A oposição criticou o atraso no julgamento, provocado pelo pedido da defesa em desmembrar o processo e que resultou no adiamento do parecer do procurador-geral da República, Roberto Gurgel, de ontem para hoje. "Melhor mudar o apelido da Ação Penal 470 (mensalão) para mensalões, no plural. Nesse ritmo, só acaba em seis meses, em 2013!", publicou no Twitter o líder do PSol, deputado Chico Alencar (RJ), em sua página pessoal.
Em uma sala com as luzes apagadas, em tom descontraído, cerca de uma dezena de oposicionistas comentava o julgamento como quem acompanha uma partida de futebol: "É muito estranho o ministro Lewandowski estar com o voto pronto sobre uma questão de ordem apresentada em cima da hora", palpitou o deputado Carlos Sampaio (PSDB-PR).
No Senado, a oposição tratou o atraso como natural. "Não vai trazer prejuízo nenhum.

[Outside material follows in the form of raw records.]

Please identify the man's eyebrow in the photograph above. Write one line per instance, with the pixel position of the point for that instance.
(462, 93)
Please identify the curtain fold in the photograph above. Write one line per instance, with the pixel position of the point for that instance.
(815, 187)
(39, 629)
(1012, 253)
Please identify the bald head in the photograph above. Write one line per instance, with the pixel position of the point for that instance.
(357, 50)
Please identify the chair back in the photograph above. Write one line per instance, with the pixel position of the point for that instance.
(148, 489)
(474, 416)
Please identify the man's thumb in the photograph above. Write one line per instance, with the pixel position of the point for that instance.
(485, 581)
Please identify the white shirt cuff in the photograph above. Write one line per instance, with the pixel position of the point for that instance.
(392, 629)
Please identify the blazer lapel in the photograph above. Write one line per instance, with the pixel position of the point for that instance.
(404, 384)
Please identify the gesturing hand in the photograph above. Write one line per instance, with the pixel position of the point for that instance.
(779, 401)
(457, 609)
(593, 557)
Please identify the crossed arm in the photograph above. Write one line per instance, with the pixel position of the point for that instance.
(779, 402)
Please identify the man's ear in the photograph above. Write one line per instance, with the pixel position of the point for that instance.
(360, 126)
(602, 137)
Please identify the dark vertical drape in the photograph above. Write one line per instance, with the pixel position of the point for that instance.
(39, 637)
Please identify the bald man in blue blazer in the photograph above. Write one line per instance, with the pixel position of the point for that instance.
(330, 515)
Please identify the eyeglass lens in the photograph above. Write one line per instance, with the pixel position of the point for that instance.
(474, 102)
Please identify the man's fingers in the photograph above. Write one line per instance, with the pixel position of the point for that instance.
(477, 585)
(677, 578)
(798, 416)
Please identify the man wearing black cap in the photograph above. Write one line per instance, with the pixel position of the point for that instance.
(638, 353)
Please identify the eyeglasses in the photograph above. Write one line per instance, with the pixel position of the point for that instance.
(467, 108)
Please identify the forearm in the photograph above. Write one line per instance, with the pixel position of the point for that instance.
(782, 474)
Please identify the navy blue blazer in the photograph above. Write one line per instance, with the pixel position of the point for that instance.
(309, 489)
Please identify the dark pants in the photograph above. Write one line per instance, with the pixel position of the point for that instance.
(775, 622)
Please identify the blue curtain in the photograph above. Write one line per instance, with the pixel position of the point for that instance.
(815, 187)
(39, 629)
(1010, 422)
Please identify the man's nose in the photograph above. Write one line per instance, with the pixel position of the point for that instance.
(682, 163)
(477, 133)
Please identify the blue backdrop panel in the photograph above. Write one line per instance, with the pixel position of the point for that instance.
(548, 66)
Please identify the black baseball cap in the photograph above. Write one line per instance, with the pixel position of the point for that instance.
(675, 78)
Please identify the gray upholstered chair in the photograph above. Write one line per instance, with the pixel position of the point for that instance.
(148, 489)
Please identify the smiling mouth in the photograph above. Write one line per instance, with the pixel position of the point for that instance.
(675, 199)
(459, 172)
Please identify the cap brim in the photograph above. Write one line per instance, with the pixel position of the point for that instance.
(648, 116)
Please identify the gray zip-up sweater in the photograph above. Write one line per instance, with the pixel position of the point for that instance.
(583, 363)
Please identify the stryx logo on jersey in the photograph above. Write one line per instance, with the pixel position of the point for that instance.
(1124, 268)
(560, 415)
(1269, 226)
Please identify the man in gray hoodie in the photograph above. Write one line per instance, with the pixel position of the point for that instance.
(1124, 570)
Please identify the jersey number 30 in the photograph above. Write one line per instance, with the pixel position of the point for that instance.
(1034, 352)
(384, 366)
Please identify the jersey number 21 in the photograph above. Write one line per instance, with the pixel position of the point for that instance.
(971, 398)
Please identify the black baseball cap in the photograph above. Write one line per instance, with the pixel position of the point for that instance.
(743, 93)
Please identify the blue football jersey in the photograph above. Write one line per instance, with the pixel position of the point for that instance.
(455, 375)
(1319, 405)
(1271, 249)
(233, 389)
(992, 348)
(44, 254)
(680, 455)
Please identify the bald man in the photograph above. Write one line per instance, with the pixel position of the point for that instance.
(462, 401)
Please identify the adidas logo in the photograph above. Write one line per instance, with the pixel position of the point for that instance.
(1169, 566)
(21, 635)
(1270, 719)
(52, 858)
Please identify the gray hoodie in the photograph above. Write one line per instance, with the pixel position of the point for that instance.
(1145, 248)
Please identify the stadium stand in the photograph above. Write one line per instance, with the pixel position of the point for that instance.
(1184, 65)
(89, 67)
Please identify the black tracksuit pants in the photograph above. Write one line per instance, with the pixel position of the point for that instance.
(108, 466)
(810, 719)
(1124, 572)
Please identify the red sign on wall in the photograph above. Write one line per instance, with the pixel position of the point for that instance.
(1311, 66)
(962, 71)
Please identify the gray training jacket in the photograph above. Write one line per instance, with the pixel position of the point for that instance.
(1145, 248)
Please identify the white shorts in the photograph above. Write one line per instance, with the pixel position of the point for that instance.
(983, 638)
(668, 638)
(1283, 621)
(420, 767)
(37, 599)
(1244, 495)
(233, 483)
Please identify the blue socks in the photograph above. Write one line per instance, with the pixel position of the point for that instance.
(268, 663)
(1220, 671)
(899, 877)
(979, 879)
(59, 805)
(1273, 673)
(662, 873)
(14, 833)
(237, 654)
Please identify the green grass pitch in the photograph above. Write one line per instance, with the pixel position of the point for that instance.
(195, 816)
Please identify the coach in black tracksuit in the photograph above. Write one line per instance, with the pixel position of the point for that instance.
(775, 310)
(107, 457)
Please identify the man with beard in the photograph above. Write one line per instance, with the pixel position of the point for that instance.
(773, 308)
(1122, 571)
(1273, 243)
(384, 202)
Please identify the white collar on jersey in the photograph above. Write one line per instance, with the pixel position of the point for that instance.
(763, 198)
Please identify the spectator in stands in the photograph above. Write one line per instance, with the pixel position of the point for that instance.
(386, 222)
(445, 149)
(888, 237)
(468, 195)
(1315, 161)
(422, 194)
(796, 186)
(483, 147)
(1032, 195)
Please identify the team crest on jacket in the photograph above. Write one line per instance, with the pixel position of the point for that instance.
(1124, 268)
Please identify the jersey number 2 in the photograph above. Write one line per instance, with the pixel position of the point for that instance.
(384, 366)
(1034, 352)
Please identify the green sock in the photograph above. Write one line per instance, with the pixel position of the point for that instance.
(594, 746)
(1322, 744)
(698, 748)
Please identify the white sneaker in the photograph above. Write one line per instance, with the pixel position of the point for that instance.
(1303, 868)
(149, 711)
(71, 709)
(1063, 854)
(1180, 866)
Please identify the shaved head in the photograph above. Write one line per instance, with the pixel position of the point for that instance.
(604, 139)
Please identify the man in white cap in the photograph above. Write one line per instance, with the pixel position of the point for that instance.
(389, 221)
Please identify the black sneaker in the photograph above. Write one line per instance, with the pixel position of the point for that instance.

Imagino que, no cronograma do STF, já estava incluso isso (o atraso)", afirmou Aloyzio Nunes Ferreira (PSDB-SP).
Censura O PPS reclamou de "censura" na Câmara porque, segundo o deputado Roberto Freire (SP), presidente da sigla, o jornal impresso da Casa sequer citou o julgamento do mensalão na edição de quinta-feira. Marco Maia rebateu a acusação alegando que não queria ver o mensalão ser alvo de defesas ou acusações politizadas no Legislativo.
Marco Maia negou ter influência sobre os veículos de comunicação do parlamento e contra-atacou com ironia: "Deputados que se orientam por afirmações na imprensa não têm credibilidade com os pares."